By including the perspectives of individuals from traditionally underrepresented groups or populations, an organization will gain access to valuable perspectives into the challenges its customer base is trying to overcome.
Therefore, when an organization’s corporate culture embraces holistic diversity, its inclusiveness leads to transformational innovation.
Keeping Diversity at Your Company’s Core
Through observation, I’ve realized that underrepresented groups within a company, function, industry, or geographic area live with the distinct awareness that they’re different. When diversity isn’t valued, that chronic awareness of being “something other than” the norm can feel like operating within tight constraints — they might have a seat at the table, but they may not feel like they have the opportunity to speak up as much as the majority does.
However, when holistic diversity is a part of company culture (and that representation increases), different perspectives serve as ingredients to approaching problems differently, which drives innovation.
If your organization hasn’t already created a holistically diverse culture, you can take steps forward with these four tips:
Develop an inbound recruiting strategy.
Inbound recruiting means building awareness of your company and the opportunities it provides its employees. Create engaging content — rather than generic job ads — and customize it for the types of individuals you’re trying to attract. For example, if you’re trying to attract a more diverse candidate pool for engineers, write a blog post about the shortage of female engineers to demonstrate the improvement you’re seeking.
The content should meet people where they are, such as social media sites; ultimately, it should aim to educate candidates on your company’s mission and culture, helping them see where they fit in.
Establish sample projects as part of the interview process.
Create sample projects for candidates to complete to gauge the diverse perspectives they bring to the table. Many recruiters believe sample projects are too cumbersome and may cause applicants to move on. However, colleges require individuals to put time and effort into their applications — it should be no different when recruiting new hires for your company.

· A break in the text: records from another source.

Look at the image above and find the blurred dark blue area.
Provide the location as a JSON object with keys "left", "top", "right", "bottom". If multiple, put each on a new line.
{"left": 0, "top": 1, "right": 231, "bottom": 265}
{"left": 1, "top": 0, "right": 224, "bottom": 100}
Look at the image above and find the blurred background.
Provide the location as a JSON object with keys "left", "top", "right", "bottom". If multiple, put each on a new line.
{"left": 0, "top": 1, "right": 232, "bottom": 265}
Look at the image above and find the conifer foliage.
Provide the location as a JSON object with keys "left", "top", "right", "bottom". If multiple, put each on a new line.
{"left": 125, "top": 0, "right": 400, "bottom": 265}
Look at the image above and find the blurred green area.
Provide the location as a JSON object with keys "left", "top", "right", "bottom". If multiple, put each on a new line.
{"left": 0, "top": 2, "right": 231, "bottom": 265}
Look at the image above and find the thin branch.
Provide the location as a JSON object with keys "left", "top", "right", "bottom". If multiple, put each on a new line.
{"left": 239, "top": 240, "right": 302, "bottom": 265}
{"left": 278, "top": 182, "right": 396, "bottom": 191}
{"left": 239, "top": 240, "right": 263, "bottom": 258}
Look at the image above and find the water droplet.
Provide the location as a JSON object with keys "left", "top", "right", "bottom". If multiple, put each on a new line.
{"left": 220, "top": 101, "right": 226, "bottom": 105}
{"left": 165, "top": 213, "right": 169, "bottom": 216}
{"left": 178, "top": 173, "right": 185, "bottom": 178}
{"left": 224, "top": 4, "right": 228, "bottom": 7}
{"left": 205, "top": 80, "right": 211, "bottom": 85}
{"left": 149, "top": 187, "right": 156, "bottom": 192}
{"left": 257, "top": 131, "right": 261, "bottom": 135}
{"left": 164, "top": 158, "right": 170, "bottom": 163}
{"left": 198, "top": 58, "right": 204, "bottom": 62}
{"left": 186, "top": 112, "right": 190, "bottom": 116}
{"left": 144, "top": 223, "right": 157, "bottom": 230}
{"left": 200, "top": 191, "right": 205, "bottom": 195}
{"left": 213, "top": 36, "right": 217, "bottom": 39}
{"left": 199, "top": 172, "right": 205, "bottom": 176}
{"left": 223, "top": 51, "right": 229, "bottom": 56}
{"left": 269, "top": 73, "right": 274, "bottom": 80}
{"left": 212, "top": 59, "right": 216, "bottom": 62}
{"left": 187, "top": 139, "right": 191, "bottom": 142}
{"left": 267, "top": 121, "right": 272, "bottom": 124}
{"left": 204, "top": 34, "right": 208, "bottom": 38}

The key is to make sure your employer value proposition is compelling enough for candidates to want to invest the time (hint: see inbound recruiting above). Candidates will see you value their perspective, and you’ll see the benefits of a fresh viewpoint in action early on.

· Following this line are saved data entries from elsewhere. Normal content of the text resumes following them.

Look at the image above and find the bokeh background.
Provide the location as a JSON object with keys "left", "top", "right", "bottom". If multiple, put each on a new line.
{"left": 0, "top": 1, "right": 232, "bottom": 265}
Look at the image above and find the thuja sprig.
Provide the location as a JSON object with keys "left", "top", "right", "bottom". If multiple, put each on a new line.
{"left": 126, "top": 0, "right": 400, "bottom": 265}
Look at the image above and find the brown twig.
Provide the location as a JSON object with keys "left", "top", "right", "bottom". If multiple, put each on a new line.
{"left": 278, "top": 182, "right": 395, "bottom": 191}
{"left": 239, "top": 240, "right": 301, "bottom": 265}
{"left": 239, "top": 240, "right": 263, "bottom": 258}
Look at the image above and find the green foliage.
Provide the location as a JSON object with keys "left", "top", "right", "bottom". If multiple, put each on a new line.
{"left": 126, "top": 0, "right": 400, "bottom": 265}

Sample projects for inspiration:
- Marketing Internship Project
- Computer Sciences Internship Project
- Business Development Internship Project
Create case studies of the company’s diversity.
Outline case studies with clear metrics on each success the company has enjoyed due to its holistic diversity. Sharing these studies with key leaders will help build additional buy-in, and showcasing them in the recruiting process will further highlight the company’s employer value proposition. These studies will serve as hard evidence that the company is committed to attracting all voices and gives credence to the diverse perspectives of its employees.

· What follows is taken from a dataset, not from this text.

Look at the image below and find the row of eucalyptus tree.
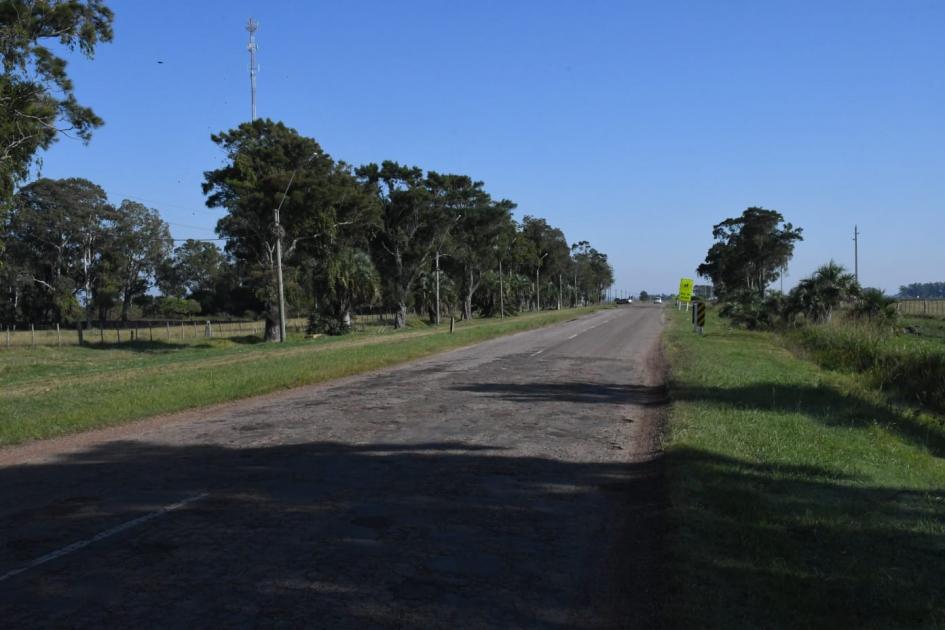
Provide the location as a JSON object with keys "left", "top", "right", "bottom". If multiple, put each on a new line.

Steer clear of the words “diversity” and “inclusion.”
Don’t sprinkle the words “diversity” and “inclusion” throughout your company’s literature, and refrain from saying them when interviewing prospective new hires. Besides the fact that these words have many different associations, they also serve as reminders to the underrepresented that they are “something other than,” and suddenly, the environment doesn’t feel so inclusive.
A company that’s serious about diversifying its workforce will show it through tangible examples and stories that are a part of the corporate narrative — not solely display it in a diversity statement at the bottom of the company’s website.
True commitment to diversity is more than just adding job titles, positions, and surface-level programs to diversify a company’s image. On the contrary, holistic diversity is a corporate character trait that should be woven throughout the organization’s culture. Organizations owe it to their candidates and employees — and to themselves — to start weaving it into their culture today.